Until recently, without effective chemotherapy drugs, radiation therapy was considered necessary in the treatment of primary pathology in order to avoid, for example, amputation of extremities affected by osteosarcoma with initially undetectable metastases. Although after five or six months in these patients, after the end of radiation exposure, distant metastases were detected. Therefore, many oncology clinics refuse this method of treatment, since osteosarcoma refers to highly radio-resistant pathology.
As a rule, radiation exposure is prescribed as a symptomatic treatment for pain relief, as well as for inoperable osteosarcomas that are localized in the bones of the pelvis or spine. In addition, the issue of radiation exposure is resolved if the pathological neoplasm is localized in the unresectable part, despite the fact that osteosarcoma is sensitive to the effects of radiation therapy. When a tumor is solitary, radiotherapy controls the size of the lesion.
The most important condition for successful resection of primary osteosarcoma is careful selection of patients and proper planning of surgical intervention.
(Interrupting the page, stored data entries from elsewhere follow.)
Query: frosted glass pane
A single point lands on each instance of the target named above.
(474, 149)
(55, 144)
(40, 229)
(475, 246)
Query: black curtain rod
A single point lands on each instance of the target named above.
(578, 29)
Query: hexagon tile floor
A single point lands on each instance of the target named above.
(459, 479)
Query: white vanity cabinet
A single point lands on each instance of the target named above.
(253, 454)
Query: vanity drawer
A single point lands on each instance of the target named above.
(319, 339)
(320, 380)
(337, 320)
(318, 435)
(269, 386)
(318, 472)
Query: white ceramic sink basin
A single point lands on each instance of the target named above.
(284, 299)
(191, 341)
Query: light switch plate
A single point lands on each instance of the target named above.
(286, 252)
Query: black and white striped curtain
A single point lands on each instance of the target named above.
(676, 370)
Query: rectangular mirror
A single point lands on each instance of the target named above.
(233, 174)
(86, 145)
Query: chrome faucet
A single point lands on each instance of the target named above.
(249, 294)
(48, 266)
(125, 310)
Mainly from the localization of the tumor process will depend on the technique of surgical intervention. To date, many leading centers that deal with the treatment of osteosarcoma have proven that the preservation of organs in children during surgery is considered an adequate and appropriate method of therapy in some patients who have passed all the conditions for proper selection.
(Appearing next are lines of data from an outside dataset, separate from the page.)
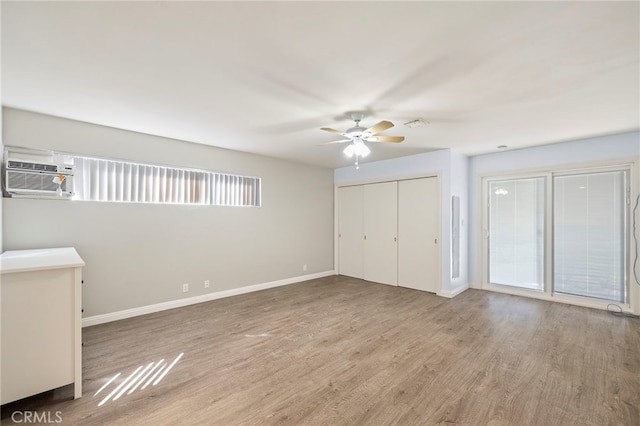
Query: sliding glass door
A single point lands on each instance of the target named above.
(561, 234)
(589, 231)
(516, 232)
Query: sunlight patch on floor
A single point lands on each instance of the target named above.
(152, 374)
The most important decision of oncologist surgeon is to determine the specific boundaries of tumor removal and the desire to conduct an economical operation that will ensure maximum rehabilitation of the patient. Studies prove that patients who have undergone amputation are physiologically adapted in the same way as patients who underwent an organ-preserving operation.
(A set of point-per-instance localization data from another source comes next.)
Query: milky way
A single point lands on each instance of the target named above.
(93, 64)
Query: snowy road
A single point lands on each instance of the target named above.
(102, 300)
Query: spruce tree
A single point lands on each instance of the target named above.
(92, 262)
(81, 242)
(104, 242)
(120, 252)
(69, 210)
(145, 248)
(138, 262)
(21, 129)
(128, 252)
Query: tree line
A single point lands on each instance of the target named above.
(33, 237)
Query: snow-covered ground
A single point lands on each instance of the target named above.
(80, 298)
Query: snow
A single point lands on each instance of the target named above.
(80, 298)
A central role is played by two factors in determining the level of osteosarcoma removal. The first refers to the length of the component of the soft tissues, which are associated with vessels and nerves. The second factor relates to the extent of the affected bone and the intramedullary degree of spread of osteosarcoma. This spread of intramedullary nature manifests itself in vastness, which distinguishes it from the soft-tissue component. Classically, amputation is performed approximately seven to eight centimeters above the soft tissue boundaries and the intramedullary component of the tumor. With good results on polychemotherapy before surgery, the resection margin can be reduced to three to five centimeters.
At present, existing lung metastases can not be a contraindication to organ-preserving surgical interventions. This method of surgical treatment is preferred for many patients with osteosarcoma.
Amputation is prescribed in cases where the disease in its primary form is inoperable. The main factor that leads to such an operation is the attachment to the pathological process of the bundle from the vessels and nerves. And auxiliary factors may include significant spread of osteosarcoma elements as a result of poorly performed biopsy or pathological fracture analysis.
Recently, significant advances have been made in the treatment of generalized osteosarcoma. Especially it concerns those pathologies in which there are metastatic lung lesions. As a rule, a positive trend in the treatment of such patients is associated with the appearance of chemotherapeutic active protocols, as well as the ability to determine the histological response of tumor metastases to therapy.
It was the use of radical surgical treatment in the removal of single and solitary metastases, and polychemotherapy, which resulted in a five-year survival rate in 35% of patients with lung metastases.